La Cour de cassation déclare le placement à domicile (PEAD) contraire à la loi

L’ENFANCE AU COEUR a une mauvaise nouvelle à annoncer : la Cour de cassation vient de déclarer le placement à domicile contraire aux textes (pourvoi en cassation du département accueilli, arrêt de la Cour d’appel validant un placement à domicile cassé).

Rappelons que le placement à domicile (« PEAD ») est un placement à l’ASE qui s’exécute à domicile, une solution que les juges mettent en place en accord avec l’ASE depuis fort longtemps et qui est souvent la fin d’une grande souffrance pour les enfants et la famille, en attendant la mainlevée complète du placement.
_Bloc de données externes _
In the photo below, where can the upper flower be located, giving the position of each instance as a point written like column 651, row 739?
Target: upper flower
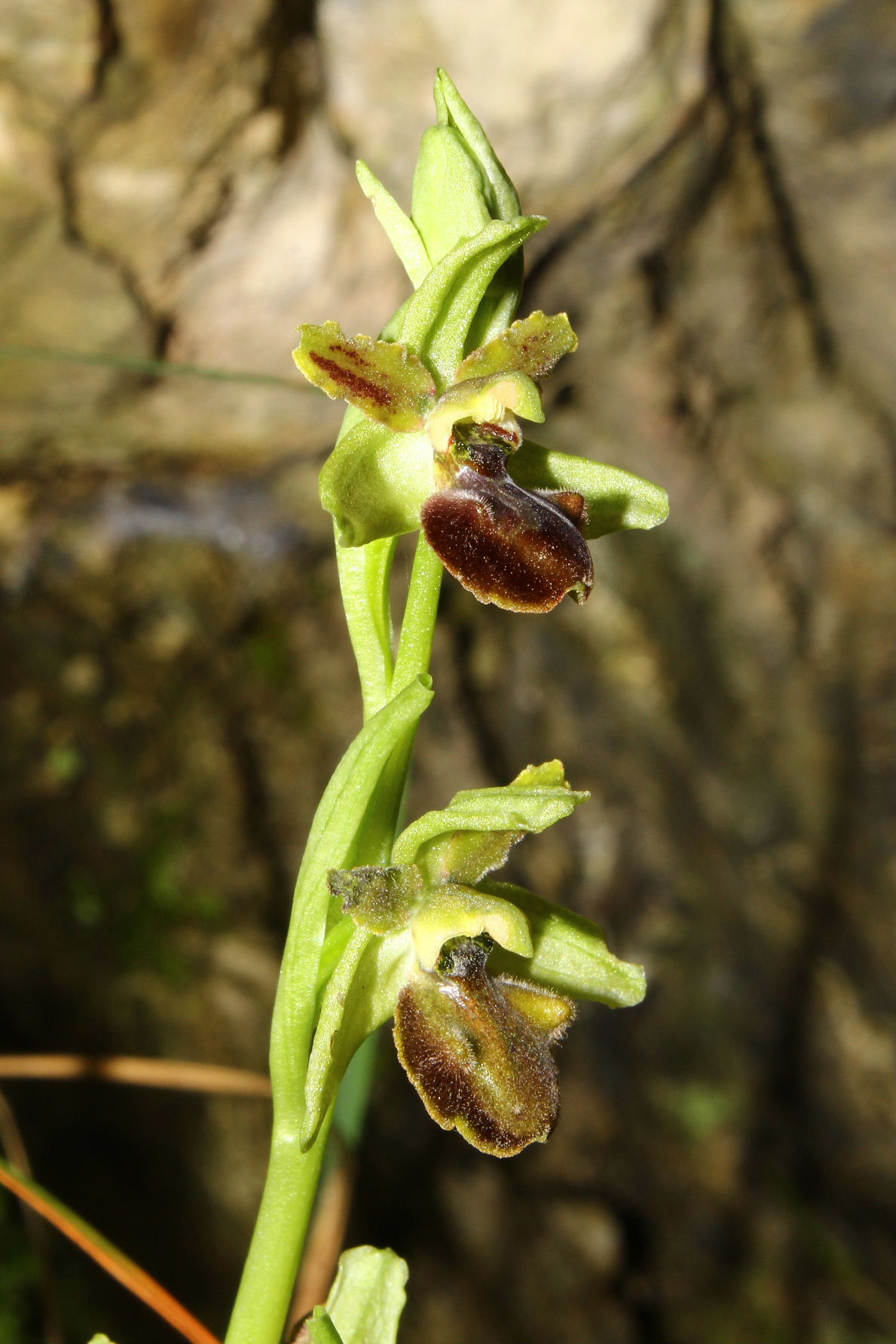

Il présente une alternative créative, et permet une meilleure adhésion des familles à la mesure de placement.

Ce type de placement représentait 14% des capacités d’accueil de l’ensemble des structure de l’ASE en 2021. Selon la Direction de la Recherche, des Etudes, de l’Evaluation et des Statistiques (Drees), cela concernait près de 15.000 accompagnements en 2022 avec « une progression sensible au cours des dernières années« .

Nous avions tous conscience que cette forme de placement, qui palliait souvent le manque de places en famille d’accueil ou en Foyer était assez bâtarde, même sa nature juridique interrogeait.
En effet qui était responsable de l’enfant sur le plan de la responsabilité civile ? Comment expliquer que s’il y avait danger au point de confier un enfant à l’ASE, ce danger paraissait disparaître par magie puisque le placement était « at home » ?!
Récemment, en février 2024, la Cour de cassation avait rendu un avis, disant que ce placement à domicile avait la nature d’une AEMO.
Cet avis nous avait intrigués … nous sentions que quelque chose n’allait pas et que ce placement à domicile déplaisait à quelqu’un et avait peut-être des jours comptés. C’est chose faite puisque par un arrêt de la première Chambre civile de la Cour de cassation du 2 octobre 2024 (références 21-25 974) cette pratique est déclarée contraire à la loi et évidemment les juges des enfants ne prescriront plus ce qui était pourtant un moindre mal … une solution humaine accueillie avec soulagement – même si elle n’était guère orthodoxe.
Espérons que certains juges des enfants et Cours d’appel sauront se montrer courageux et avoir un esprit pratique sur une mesure qui fonctionnait relativement bien.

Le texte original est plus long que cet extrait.